The initial question for decision is whether the order of discharge was reviewable on certiorari at the instance of the State. Did the Supreme Court have jurisdiction of the judgment on habeas corpus ? We think it did.
Habeas corpus ad subjiciendum is a civil and not a criminal proceeding. Cross v. Burke, 146 U.S. 82, 13 Sup. Ct. 22, 36 L. Ed. 896. It is a high prerogative common-law and not a statutory writ whose origin is lost in antiquity. State Bank at Morris v. Dickinson, 16 N.J.L. 354; Vannatta v. Morris Canal and Banking Co., 17 N.J.L. 159; In re Thompson, 85 N.J. Eq. 221, 232, et seq. The statute was
[1 NJ Page 18]
not designed to bestow an immunity from arbitrary imprisonment, for that is secured by Magna Charta, if indeed, it were not even more ancient, but to provide summary relief against impairment of the fundamental right. R.S. 2:82-1 et seq.; Church on Habeas Corpus (2 d ed.) section 25 a. It is in aid of the jurisdiction to enforce the immemorial right of personal liberty; but the summary remedy thus provided is nevertheless a special jurisdiction whose exercise is on well-settled principles subject to review on certiorari.

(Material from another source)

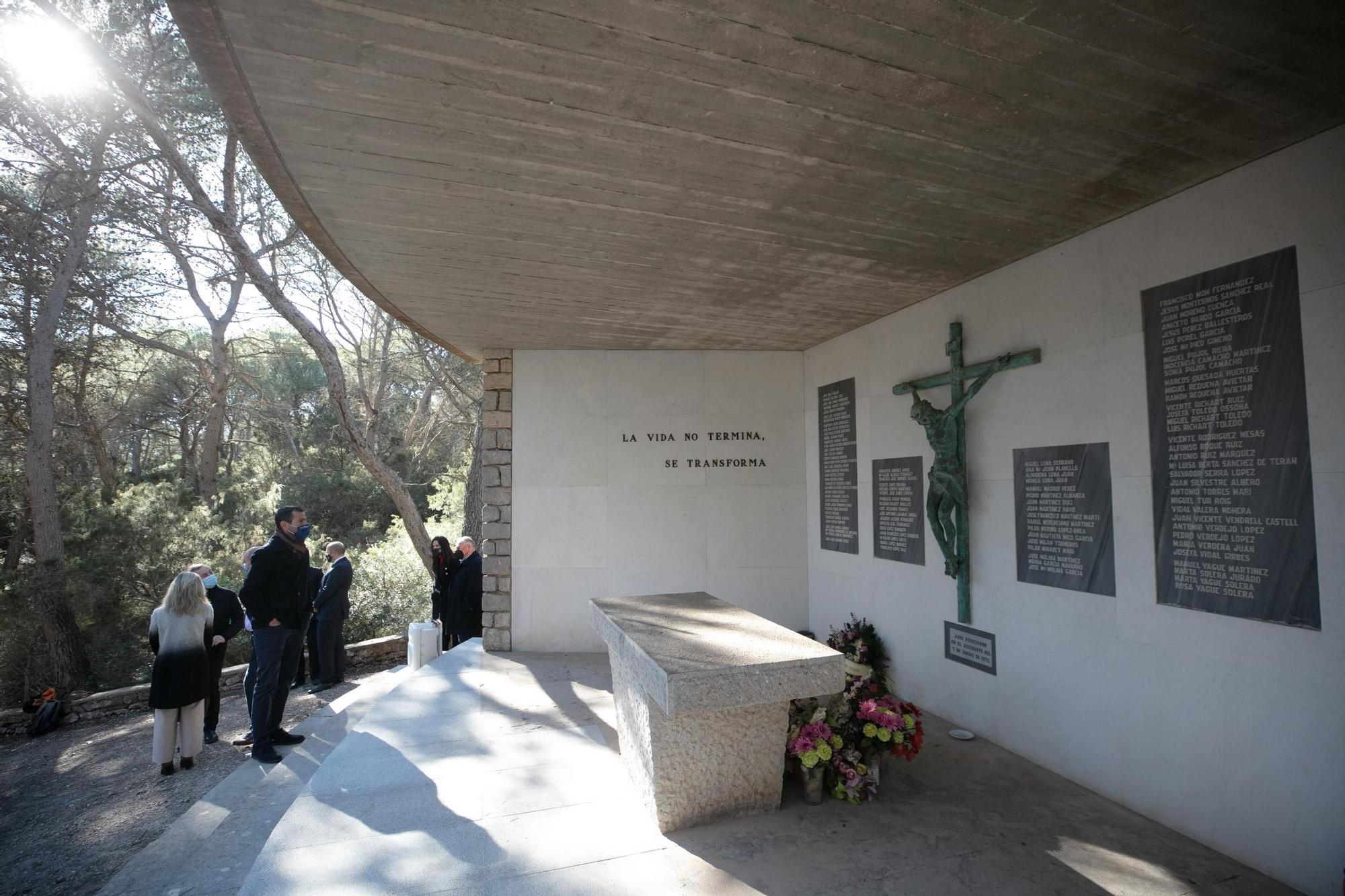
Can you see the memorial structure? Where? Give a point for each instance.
(700, 249)
(703, 698)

Proceedings summary in their character are ordinarily reviewable by certiorari. Vanpelt v. Vegthe, 14 N.J.L. 207; Rutherford v. Fen, 21 N.J.L. 700; State v. Wood, 23 N.J.L. 560; Taylor Provision Co. v. Adams Express Co., 72 N.J.L. 220; Jaudel v. Schoelzke, 95 N.J.L. 171; Defiance Fruit Co. v. Fox, 76 N.J.L. 482, 486; Eder v. Hudson Circuit Court, 104 N.J.L. 260. We quote Mr. Justice Van Syckel: "A writ of certiorari is in the nature of a writ of error, and is resorted to in those cases where a writ of error does not lie. When courts act in a summary way, or in a new course different from the common law, a certiorari, and not a writ of error, is the proper remedy." State, Elder, pros. v. District Medical Society of Hudson 35 N.J.L. 200. Chief Justice Hornblower said: "It is sufficient to say that a certiorari lies in all cases, unless taken away by the express words of a statute: Rex v. Mosely, 2 Burr. 1040: and not only, where there is another remedy, but even where an appeal is given upon the merits. Rex v. Mosely, 2 Burr. 1040. Kingsland v. Gould, 1 Halst R. 161, Middlesex election case, Coxe's R. 244. Ludlow v. Ludlow, 1 South. R. 389." New Jersey Railroad Transp. Co. v. Suydam, 17 N.J.L. 24, 40. Certiorari is "in the nature of a writ of error, to examine the legality of the commitment." Ex parte Watkins, 3 Peters 201.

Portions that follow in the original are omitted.